Assignment 5 - CUDA First Steps

CS 475: Parallel Programming
Computer Science Department
Fall 2016
Assignment 5 - CUDA First Steps

Introduction

The purpose of this exercise is for you to learn how to write programs using the CUDA programming interface, how to run such programs using an NVIDIA graphics processor, and how to think about the factors that govern the performance of programs running within the CUDA environment.

For this assignment, you will modify two provided CUDA kernels and empirically test and analyze their performance. The first is part of a program that performs vector addition. The second is part of a program to perform matrix multiplication. Download and untar the PA5.tar file. Follow the instructions in Lab-6 for compiling and running CUDA program.

Resources that may be useful for this assignment include:

The NVIDIA CUDA Developer web site
The NVIDIA CUDA Zone web site
Documentation for gnu make
Also, you can check out the latest version of the NVIDIA CUDA Programming Guide.

Vector add: coalescing memory accesses

As discussed in class, vecadd is a micro benchmark to determine the effectiveness of coalescing. You are provided with a non-coalescing version, and it is your job to create a coalescing version, and to measure the difference in performance of the two codes.

Here is a set of files provided in PA5.tar for Vecadd:

Makefile
vecadd.cu
vecaddKernel.h
vecaddKernel00.cu
timer.h
timer.cu

In vecadd01(new executable name) you will use a new device kernel, called vecAddKernel01.cu, to perform vector addition using coalesced memory reads. Change the makefile to compile a program called vecadd01 using your kernel rather than the provided kernel.

Shared / shared CUDA Matrix Multiply

For the next part of this assignment, you will use matmultKernel00 as a basis for another kernel with which you will investigate the performance of matrix multiplication using a GPU and the CUDA programming environment. Your kernel should be called matmultKernel01.cu. Your code files must include internal documentation on the nature of each program. You can have intermediate stages of this new kernel, eg with and without unrolling, but we will grade you on your final improved version of the code and its documentation.

Here is a set of provided files in PA5.tar for Matmult:

Makefile
matmult.cu
matmultKernel.h
matmultKernel00.cu
timer.h
timer.cu

When run with a single parameter, the provided code multiplies that parameter by FOOTPRINT_SIZE (set to 16 in matmult00) and creates square matrices of the resulting size. This was done to avoid nasty padding issues: you always have data blocks perfectly fitting the grid. Here is an example of running matmult00 on figs:

figs 46 # matmult00 32
Data dimensions: 512x512 
Grid Dimensions: 32x32 
Block Dimensions: 16x16 
Footprint Dimensions: 16x16 
Time: 0.016696 (sec), nFlops: 268435456, GFlopsS: 16.077853

Notice that parameter 32 value creates a 32*16 = 512 sized square matrix problem.

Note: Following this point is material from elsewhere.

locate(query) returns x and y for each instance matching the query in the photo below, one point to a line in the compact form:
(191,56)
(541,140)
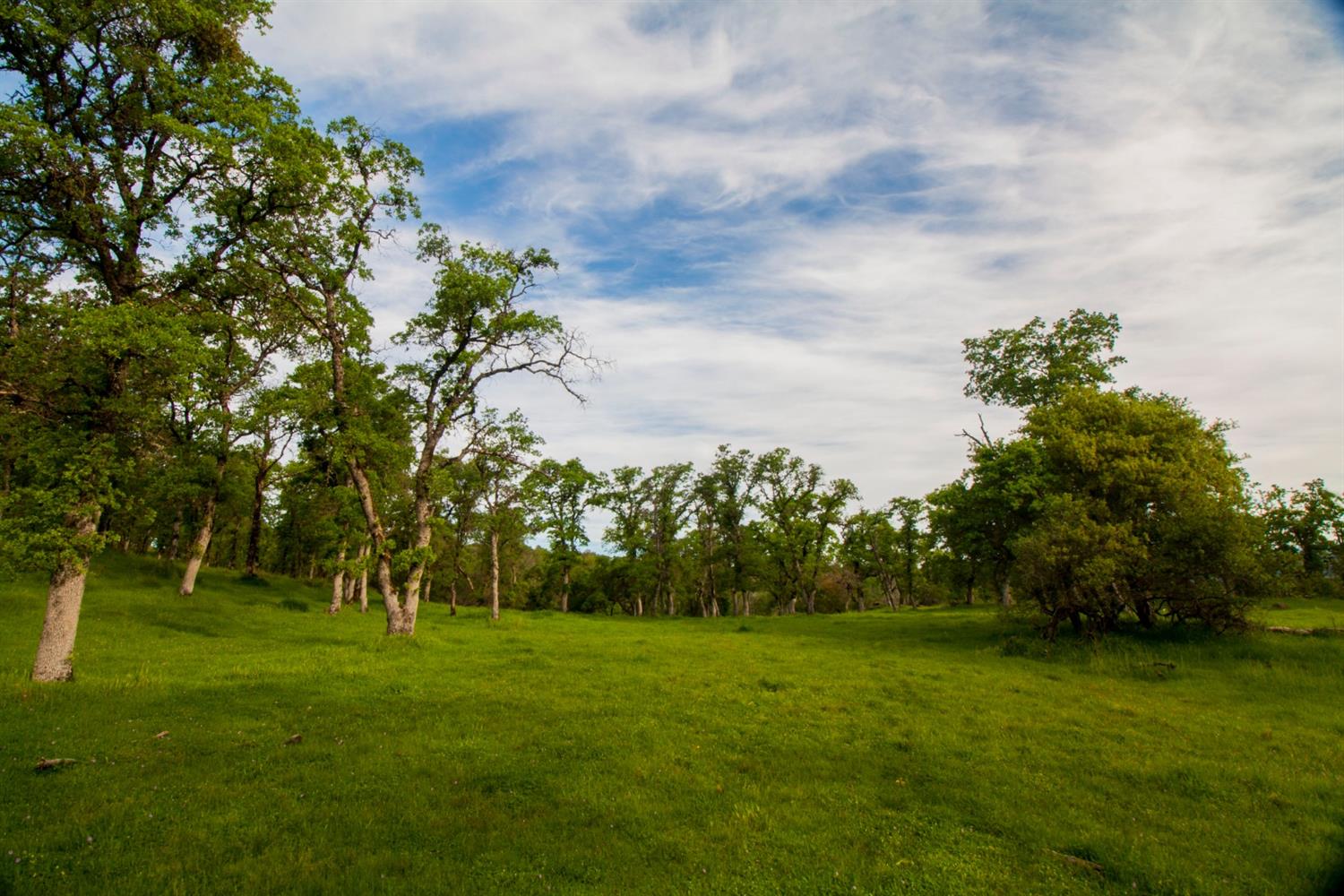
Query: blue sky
(781,220)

In your new kernel each thread computes four values in the resulting C block rather than one. So now the FOOTPRINT_SIZE becomes 32. ( Notice that this is taken care of by the Makefile.) You will time the execution of this new program with matrices of the sizes listed above to document how your changes affect the performance of the program. To get good performance, you will need to be sure that the new program coalesces its reads and writes from global memory. You will also need to unroll any loops that you might be inclined to insert into your code.

Here is an example of running my matmult01 on figs:

figs 28>matmult01 16
Data dimensions: 512x512 
Grid Dimensions: 16x16 
Block Dimensions: 16x16 
Footprint Dimensions: 32x32 
Time: 0.012185 (sec), nFlops: 268435456, GFlopsS: 22.030248

Notice that parameter 16 now creates a 16*32 = 512 square matrix problem, because the footprint has become 32x32. Also notice a nice speedup.

Report

Use any GPU found in CS department machines. (GPUs found in 120(state-capitals), 225 and 325 lab machines have compatible CUDA driver and runtime versions)

Collect and compare the time vecadd00 and vecadd01 take with the following number of values per thread: 500, 1000, 2000.
Collect and compare the time matmult00 and matmult01 take for square matrices of size: 256x256, 512x512, 1024x1024.
For matmult00 and matmult01, investigate how each of the following factors influences performance:
- The size of matrices to be multiplied
- The size of the block computed by each thread block
- Any other performance enhancing modifications you made
Can you formulate any rules of thumb for obtaining good performance when using CUDA?
How does the performance (GFLOPsS) of your improved versions compare to the theoretical machine peak? Can you come up with a heuristic as how to improve it or reason why it is not possible? (Hint: Roofline)

Submission

Submit your report(PA5.R.pdf) through Checkin.
Submit a tarball(PA5.1 and PA5.2) of your code that contains atleast

Makefile
matmult.cu
matmultKernel.h
matmultKernel01.cu
vecadd.cu
vecaddKernel.h
vecaddKernel01.cu

You can submit a README file if you want.